Please note that that the folder containing the ascp command line program must be included in the PATH variable. The ascp command can be found from the cli/bin directory of the downloaded and expanded Aspera Cli archive file.

Release policy

  • Webin-CLI uses standard three number semantic versioning.

  • Patch releases: the third digit is incremented by one after backward compatible bug fixes. For example, from 1.0.1 to 1.0.2.

  • Minor releases: the second digit is incremented by one after backward compatible new features. For example, from 1.0.1 to 1.1.0.

  • Major releases: changes that break backward compatibility result in the first digit being incremented. For example, from 1.0.1 to 2.0.0.

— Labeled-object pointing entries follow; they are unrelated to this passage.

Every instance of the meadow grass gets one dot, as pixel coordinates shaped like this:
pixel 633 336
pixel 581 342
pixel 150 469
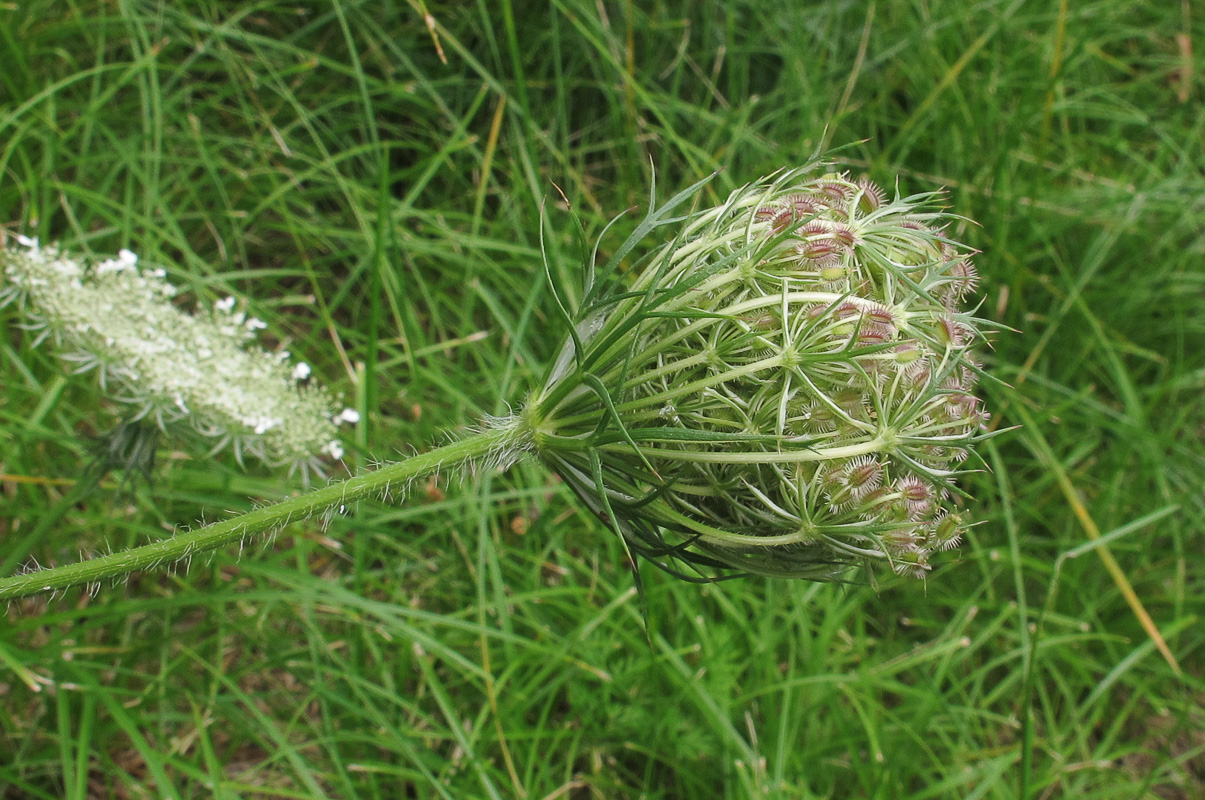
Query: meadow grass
pixel 374 177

  • The definition of Webin-CLI backward compatibility is that there are no breaking changes to the command line usage or to the file formats.

  • All releases are made immediately after bugs have been fixed or new features have been added.

  • Releases are downloadable from: https://github.com/enasequence/webin-cli/releases.

  • After all releases, we will endeavour to contact affected submitters who previously were unable to complete their submissions.

  • Minor and Major releases will be announced to ena-announce@ebi.ac.uk mailing list.

  • After Minor or Major releases, submitters will be asked to migrate to use this (or higher) version after a transition period.

  • After a Minor release, we will give two weeks notice for submitters to migrate to the new (or higher) version.

  • After a Major release, we will give at least two months notice for submitters to migrate to the new (or higher) version.